ASTL dodges fair charging in bridging

Sarah Davidson

May 2, 2012

At the start of March this year outgoing ASTL chief executive Adrian Bloomfield told industry leaders he would raise the issue with the executive committee.

But a spokeswoman for the ASTL said today that the issue of fair charging had been dropped until a replacement was found for Bloomfield.

Meanwhile there have been suggestions that all lenders should publish an annual percentage rate which would allow borrowers to compare the cost of all deals across the market – regardless of how they charge fees and interest.

What’s the point of conveyancing?

APR was introduced in the mainstream mortgage market in the 1990s to provide a standard allowing borrowers to compare costs between lenders.

It is calculated using a standard formula prescribed by the UK’s Consumer Credit Act Commencement No. 6 (1980).

If the term is less than a year the APR is calculated on an annualised basis over 12 months.

Martin Reynolds, chief executive of SimplyBiz Mortgages, said the current debates circulating within the bridging industry felt like Groundhog Day.

He said: “These are the same debates we were having in the mainstream market in the late 1990s.

“Standardising the basic aspects of the bridging process will enable true comparison but should not stifle innovation.”

Steven McColl, investment partner at bridging specialist Soho Corporate, said several short-term lenders already published APRs including Lancashire Mortgage Corporation, Affirmative Finance and Capital Bridging.

McColl said: “I would be supportive of APR publishing as it would help demystify our sector.
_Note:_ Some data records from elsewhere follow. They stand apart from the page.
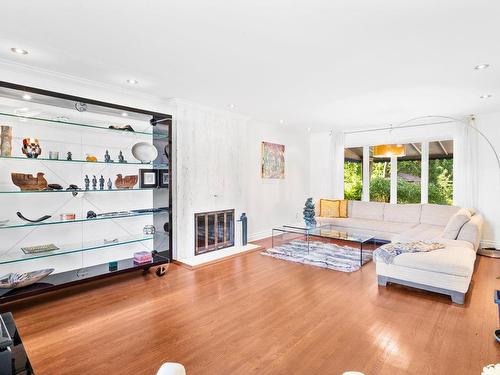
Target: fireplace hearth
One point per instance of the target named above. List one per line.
(213, 231)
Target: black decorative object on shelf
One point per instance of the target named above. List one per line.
(54, 187)
(163, 177)
(107, 157)
(244, 229)
(148, 178)
(40, 219)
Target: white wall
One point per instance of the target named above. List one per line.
(218, 158)
(489, 178)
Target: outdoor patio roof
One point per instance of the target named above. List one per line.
(437, 150)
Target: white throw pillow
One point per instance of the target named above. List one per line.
(456, 223)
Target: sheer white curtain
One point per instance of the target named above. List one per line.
(465, 166)
(337, 155)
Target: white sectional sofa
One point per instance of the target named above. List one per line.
(448, 271)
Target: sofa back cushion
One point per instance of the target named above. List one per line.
(456, 223)
(367, 210)
(437, 214)
(402, 213)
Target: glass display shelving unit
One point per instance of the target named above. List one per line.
(69, 161)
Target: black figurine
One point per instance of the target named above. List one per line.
(121, 159)
(107, 158)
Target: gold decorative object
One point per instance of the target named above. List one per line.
(386, 151)
(6, 141)
(127, 182)
(28, 182)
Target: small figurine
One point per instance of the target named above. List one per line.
(107, 158)
(121, 159)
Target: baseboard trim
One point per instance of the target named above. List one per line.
(260, 235)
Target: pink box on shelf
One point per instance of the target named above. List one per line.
(143, 257)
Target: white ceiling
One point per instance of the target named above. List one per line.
(312, 63)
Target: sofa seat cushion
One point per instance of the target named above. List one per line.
(402, 213)
(367, 210)
(368, 225)
(423, 232)
(457, 258)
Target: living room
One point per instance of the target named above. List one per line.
(246, 188)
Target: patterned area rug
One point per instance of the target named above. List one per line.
(325, 255)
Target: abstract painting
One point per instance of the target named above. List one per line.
(273, 160)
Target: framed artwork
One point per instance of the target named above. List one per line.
(148, 178)
(163, 178)
(272, 160)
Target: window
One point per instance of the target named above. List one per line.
(408, 184)
(353, 173)
(441, 172)
(380, 179)
(410, 174)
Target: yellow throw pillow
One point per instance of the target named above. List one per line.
(332, 208)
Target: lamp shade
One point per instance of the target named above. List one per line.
(386, 151)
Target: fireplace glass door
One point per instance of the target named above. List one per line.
(213, 231)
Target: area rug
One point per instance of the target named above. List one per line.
(321, 254)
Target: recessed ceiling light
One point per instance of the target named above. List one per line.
(19, 51)
(481, 66)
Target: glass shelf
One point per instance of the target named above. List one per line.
(25, 224)
(19, 256)
(154, 165)
(87, 126)
(75, 191)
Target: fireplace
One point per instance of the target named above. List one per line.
(213, 231)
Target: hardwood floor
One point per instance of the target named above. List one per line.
(258, 315)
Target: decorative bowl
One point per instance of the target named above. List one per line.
(127, 182)
(144, 152)
(27, 182)
(18, 280)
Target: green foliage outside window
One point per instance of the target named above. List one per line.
(440, 181)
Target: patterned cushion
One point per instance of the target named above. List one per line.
(333, 208)
(329, 208)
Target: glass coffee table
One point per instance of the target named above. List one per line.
(325, 233)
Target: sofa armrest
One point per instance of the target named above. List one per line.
(472, 231)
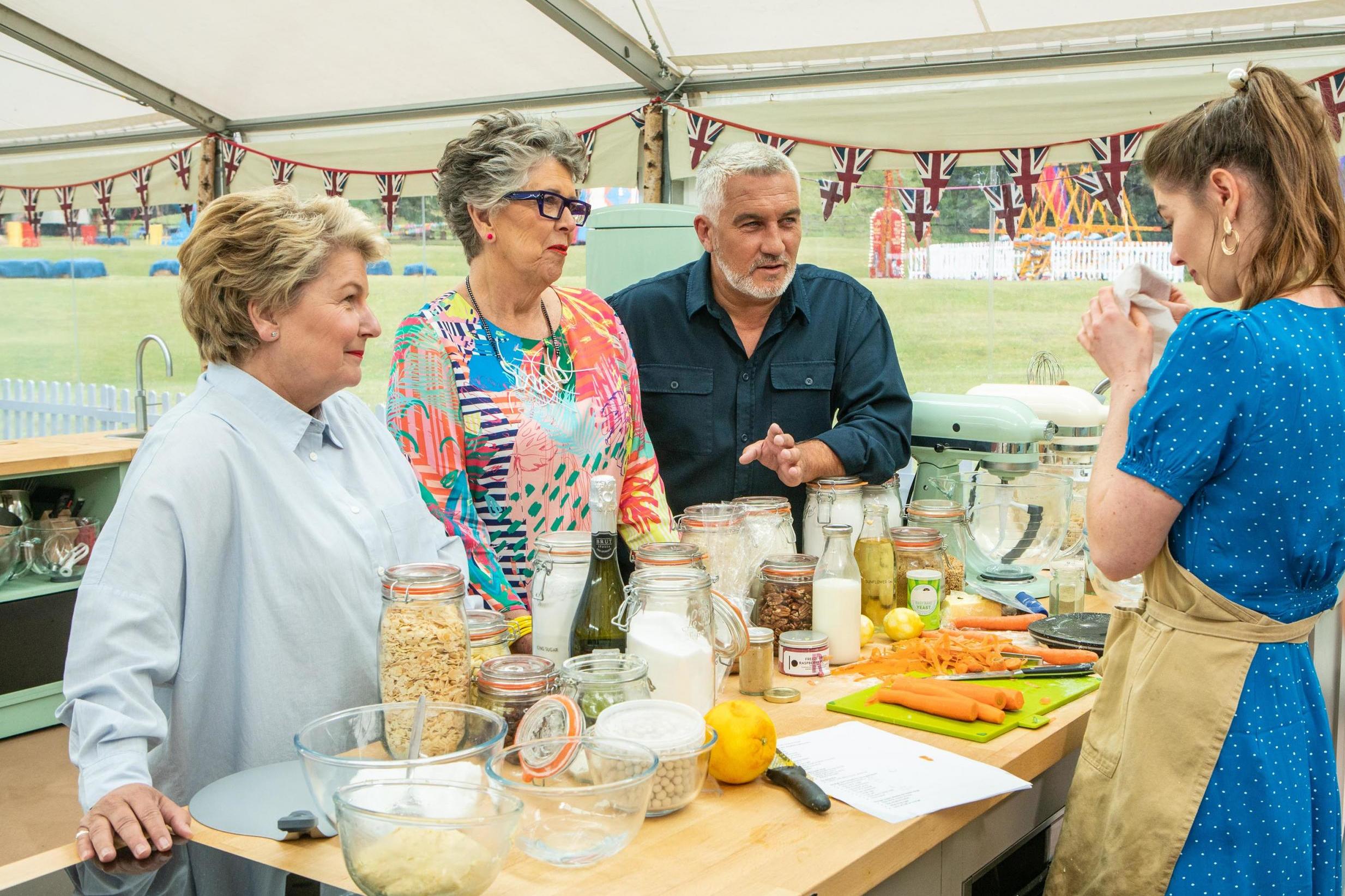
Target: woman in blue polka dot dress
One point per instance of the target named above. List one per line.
(1222, 477)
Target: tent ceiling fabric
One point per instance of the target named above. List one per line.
(252, 61)
(791, 32)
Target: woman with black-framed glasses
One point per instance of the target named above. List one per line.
(509, 393)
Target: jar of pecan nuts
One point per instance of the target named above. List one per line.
(786, 602)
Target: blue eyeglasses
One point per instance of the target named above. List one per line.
(553, 205)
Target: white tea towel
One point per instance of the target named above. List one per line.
(1147, 289)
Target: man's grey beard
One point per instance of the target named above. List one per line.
(744, 283)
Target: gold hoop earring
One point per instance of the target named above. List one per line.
(1228, 232)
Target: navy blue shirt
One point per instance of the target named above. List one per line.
(826, 354)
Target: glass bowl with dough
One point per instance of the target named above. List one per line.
(424, 839)
(369, 743)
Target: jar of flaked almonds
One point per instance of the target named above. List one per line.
(423, 649)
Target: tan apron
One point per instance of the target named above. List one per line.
(1173, 672)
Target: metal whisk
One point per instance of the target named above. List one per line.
(1044, 371)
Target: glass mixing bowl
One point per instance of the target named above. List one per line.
(424, 837)
(350, 747)
(587, 812)
(1016, 523)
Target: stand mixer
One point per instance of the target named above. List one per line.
(1017, 518)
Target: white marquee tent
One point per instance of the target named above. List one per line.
(93, 89)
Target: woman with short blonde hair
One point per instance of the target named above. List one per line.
(234, 591)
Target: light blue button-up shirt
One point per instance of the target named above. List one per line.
(233, 595)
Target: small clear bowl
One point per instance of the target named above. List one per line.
(680, 778)
(424, 837)
(349, 747)
(586, 813)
Currently there is often a lot of explaining to do to clients in terms of rate methodology.”

Precise Mortgages has also moved to publish APRs on both regulated and unregulated bridging deals.
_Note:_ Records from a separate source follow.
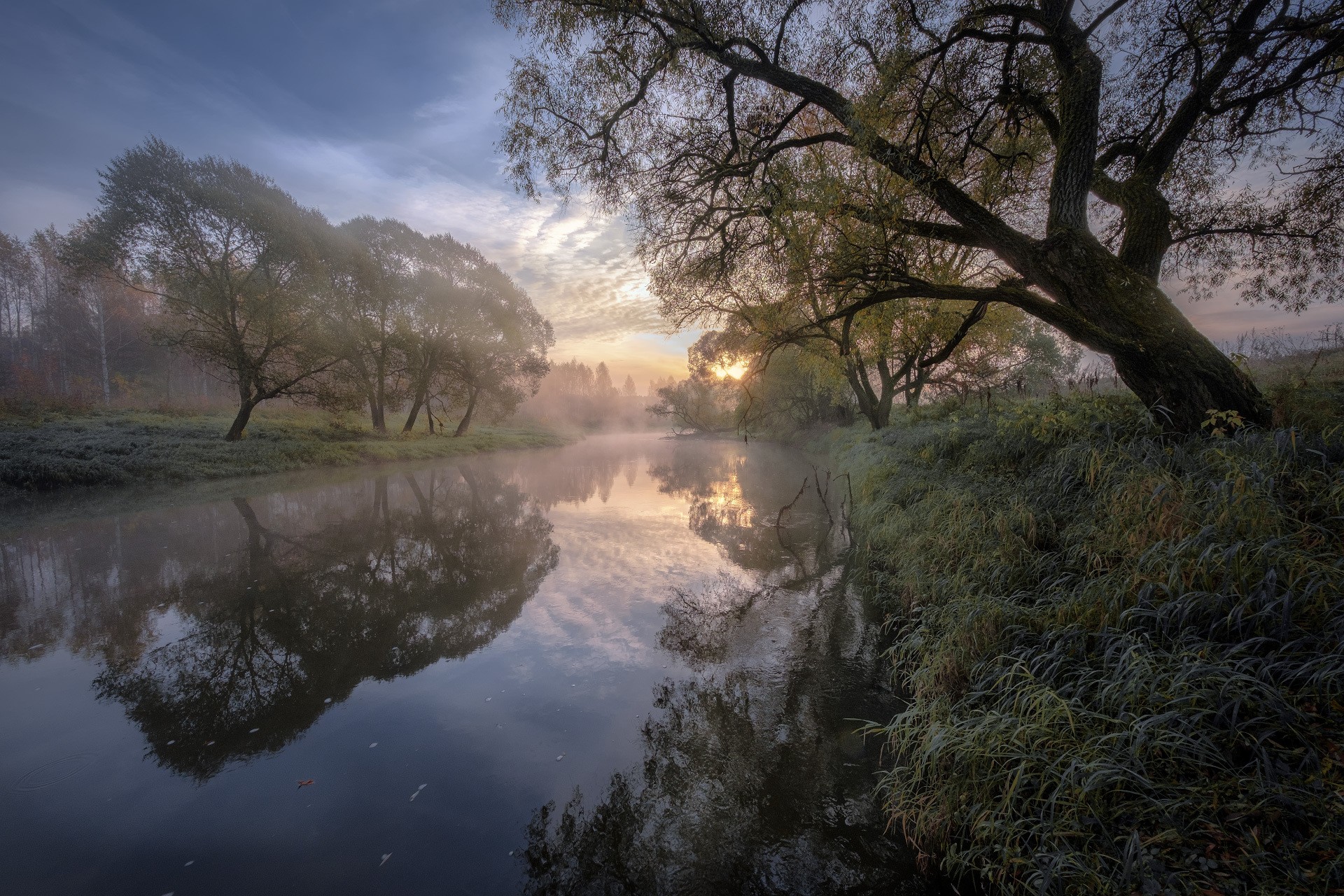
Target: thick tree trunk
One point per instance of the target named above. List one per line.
(375, 414)
(102, 354)
(467, 418)
(417, 403)
(235, 431)
(1159, 354)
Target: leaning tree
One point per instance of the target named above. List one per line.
(1086, 152)
(235, 261)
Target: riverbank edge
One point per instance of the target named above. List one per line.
(1123, 652)
(66, 453)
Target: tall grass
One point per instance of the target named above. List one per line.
(1126, 653)
(54, 449)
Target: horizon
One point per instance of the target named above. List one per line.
(354, 111)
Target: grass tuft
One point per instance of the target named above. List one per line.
(1126, 653)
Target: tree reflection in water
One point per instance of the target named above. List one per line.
(753, 780)
(300, 620)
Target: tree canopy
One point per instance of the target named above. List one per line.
(1078, 153)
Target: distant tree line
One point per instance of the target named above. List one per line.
(588, 397)
(210, 260)
(84, 337)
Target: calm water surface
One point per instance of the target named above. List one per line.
(600, 668)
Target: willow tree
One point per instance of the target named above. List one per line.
(237, 262)
(374, 281)
(476, 339)
(1121, 144)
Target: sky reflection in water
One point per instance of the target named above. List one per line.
(620, 617)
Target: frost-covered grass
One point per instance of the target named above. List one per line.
(42, 450)
(1124, 652)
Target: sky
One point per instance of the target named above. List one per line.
(381, 108)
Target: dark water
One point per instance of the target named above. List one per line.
(600, 668)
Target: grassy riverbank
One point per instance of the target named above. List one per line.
(45, 450)
(1126, 653)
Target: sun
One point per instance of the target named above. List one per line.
(734, 370)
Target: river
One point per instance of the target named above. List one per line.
(609, 668)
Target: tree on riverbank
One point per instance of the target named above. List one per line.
(235, 261)
(272, 298)
(1079, 153)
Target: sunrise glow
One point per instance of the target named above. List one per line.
(736, 371)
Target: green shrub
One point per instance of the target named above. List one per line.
(1124, 653)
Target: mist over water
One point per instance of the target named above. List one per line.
(601, 668)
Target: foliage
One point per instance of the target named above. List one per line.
(585, 397)
(1074, 153)
(235, 261)
(1126, 652)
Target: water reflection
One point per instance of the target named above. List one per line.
(738, 503)
(217, 630)
(298, 620)
(753, 778)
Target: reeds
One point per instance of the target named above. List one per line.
(1126, 653)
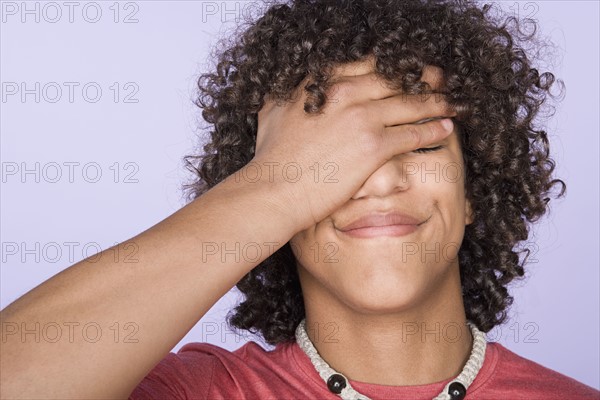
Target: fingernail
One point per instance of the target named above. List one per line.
(447, 124)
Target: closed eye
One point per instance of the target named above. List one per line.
(427, 149)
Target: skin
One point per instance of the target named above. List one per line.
(174, 281)
(368, 300)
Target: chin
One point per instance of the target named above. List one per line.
(382, 293)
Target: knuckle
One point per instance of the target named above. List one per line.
(413, 135)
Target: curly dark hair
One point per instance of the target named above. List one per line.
(490, 82)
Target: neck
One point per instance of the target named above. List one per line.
(417, 346)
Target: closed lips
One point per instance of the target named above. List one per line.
(373, 220)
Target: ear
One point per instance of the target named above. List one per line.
(468, 212)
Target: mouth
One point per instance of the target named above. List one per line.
(375, 225)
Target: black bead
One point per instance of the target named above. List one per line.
(457, 391)
(336, 383)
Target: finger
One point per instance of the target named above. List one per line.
(408, 109)
(404, 138)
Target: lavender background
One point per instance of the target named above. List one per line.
(154, 62)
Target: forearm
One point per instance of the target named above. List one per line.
(177, 270)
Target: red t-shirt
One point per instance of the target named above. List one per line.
(206, 371)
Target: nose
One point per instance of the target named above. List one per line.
(392, 177)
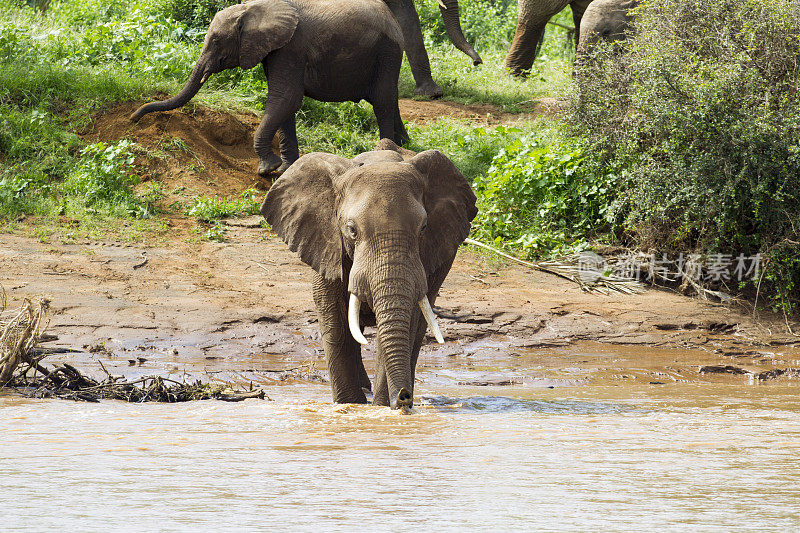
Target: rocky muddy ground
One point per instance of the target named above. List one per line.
(242, 310)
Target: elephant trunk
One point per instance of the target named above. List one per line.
(450, 15)
(393, 321)
(198, 77)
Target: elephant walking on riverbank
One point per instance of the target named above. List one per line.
(381, 231)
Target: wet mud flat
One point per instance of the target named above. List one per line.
(547, 408)
(242, 312)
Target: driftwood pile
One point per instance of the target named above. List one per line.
(21, 370)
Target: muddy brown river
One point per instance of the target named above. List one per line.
(578, 446)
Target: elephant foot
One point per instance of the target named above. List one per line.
(429, 89)
(270, 163)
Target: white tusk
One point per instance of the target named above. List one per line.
(352, 319)
(430, 318)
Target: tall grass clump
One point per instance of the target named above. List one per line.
(702, 109)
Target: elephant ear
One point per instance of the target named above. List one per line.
(450, 204)
(300, 207)
(264, 26)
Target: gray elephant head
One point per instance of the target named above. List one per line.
(383, 228)
(605, 20)
(239, 36)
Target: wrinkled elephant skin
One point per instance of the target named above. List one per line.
(381, 231)
(329, 50)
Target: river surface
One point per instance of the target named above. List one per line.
(596, 455)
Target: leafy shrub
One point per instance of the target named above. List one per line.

Precise managing director Alan Cleary said: “APRs were brought into the mainstream market to stop these sorts of issues back in the 90s.
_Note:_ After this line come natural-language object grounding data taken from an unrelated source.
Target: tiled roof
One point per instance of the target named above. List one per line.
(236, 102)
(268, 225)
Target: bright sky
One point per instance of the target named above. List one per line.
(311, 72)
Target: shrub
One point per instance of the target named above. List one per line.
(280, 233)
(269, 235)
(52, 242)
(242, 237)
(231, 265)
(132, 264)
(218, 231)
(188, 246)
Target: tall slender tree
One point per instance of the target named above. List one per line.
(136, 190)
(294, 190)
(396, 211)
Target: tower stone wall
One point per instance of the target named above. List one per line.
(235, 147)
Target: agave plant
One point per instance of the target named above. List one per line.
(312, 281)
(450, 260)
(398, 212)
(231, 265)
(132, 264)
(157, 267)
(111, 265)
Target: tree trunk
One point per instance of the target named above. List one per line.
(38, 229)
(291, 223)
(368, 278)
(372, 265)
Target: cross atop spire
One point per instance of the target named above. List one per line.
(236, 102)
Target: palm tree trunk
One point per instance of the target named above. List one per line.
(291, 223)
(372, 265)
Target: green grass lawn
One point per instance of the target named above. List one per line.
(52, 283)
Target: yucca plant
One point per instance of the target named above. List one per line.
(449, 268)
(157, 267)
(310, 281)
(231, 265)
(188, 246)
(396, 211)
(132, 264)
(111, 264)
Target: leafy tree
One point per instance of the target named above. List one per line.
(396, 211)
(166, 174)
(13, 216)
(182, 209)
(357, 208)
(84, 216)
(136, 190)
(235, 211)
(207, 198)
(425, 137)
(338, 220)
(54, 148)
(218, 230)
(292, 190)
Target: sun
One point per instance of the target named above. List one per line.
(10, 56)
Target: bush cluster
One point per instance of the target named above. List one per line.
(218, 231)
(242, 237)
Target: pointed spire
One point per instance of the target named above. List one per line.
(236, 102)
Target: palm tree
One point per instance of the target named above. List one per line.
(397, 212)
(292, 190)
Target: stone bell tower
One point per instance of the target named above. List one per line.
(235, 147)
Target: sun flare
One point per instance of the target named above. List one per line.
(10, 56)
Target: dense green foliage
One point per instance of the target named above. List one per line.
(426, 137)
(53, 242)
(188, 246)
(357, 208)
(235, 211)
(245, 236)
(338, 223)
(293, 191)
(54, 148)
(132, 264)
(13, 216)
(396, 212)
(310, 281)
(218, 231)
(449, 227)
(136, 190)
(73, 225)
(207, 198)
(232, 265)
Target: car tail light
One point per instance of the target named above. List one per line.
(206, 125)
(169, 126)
“It’s a standard calculation produced for every deal and would be truly transparent and good for customers on both regulated and unregulated transactions.”

Chris Borwick, associate at SPF Short Term Finance, said some standard method of disclosing charges would be helpful.

And he added: “I’ve never been a fan of APR but if there were a standard way of calculating the interest this would be a step forward.”

But several bridging lenders shrugged off the idea as irrelevant to the short-term market.

Bob Sturges, head of communications at Omni Capital, said: “As it develops and matures the sector is adopting many of the standards apparent in the mainstream market.

“But direct cost-of-borrowing comparison in the form of APRs is not, I would argue, a pressing or even relevant issue.

“Were APRs to be adopted in bridging I doubt they would have a material effect on customers’ buying choices.

“Nor do I think they are a usefully representative measure of what a short-term facility can provide.”

Yasin Patel, director at Mayfair Bridging, agreed saying price was less relevant than speed of transaction in bridging.

And he added: “I believe most bridging lenders I know are clear and transparent in which they charge. We don’t have small print in our contracts everything is very clear.”

Steven Nicholas, chief executive of Tiuta, said pricing for risk is often applied in bridging making the publication of “comparable rates” both “difficult and potentially misleading”.

But he said: “It would not be unreasonable to have APR as a basic standard but the potential for constant changes might make it unworkable.”

And Gavin Diamond, finance director at Cheval Bridging Finance, added: “Depending on whether the borrower is seeking a three, six or 12 month loan, the APR could be very different.

“It is for this reason that it’s not relevant for bridging lenders to advertise APRs as it depends on the length and nature of the deal that the borrower is seeking funding for.”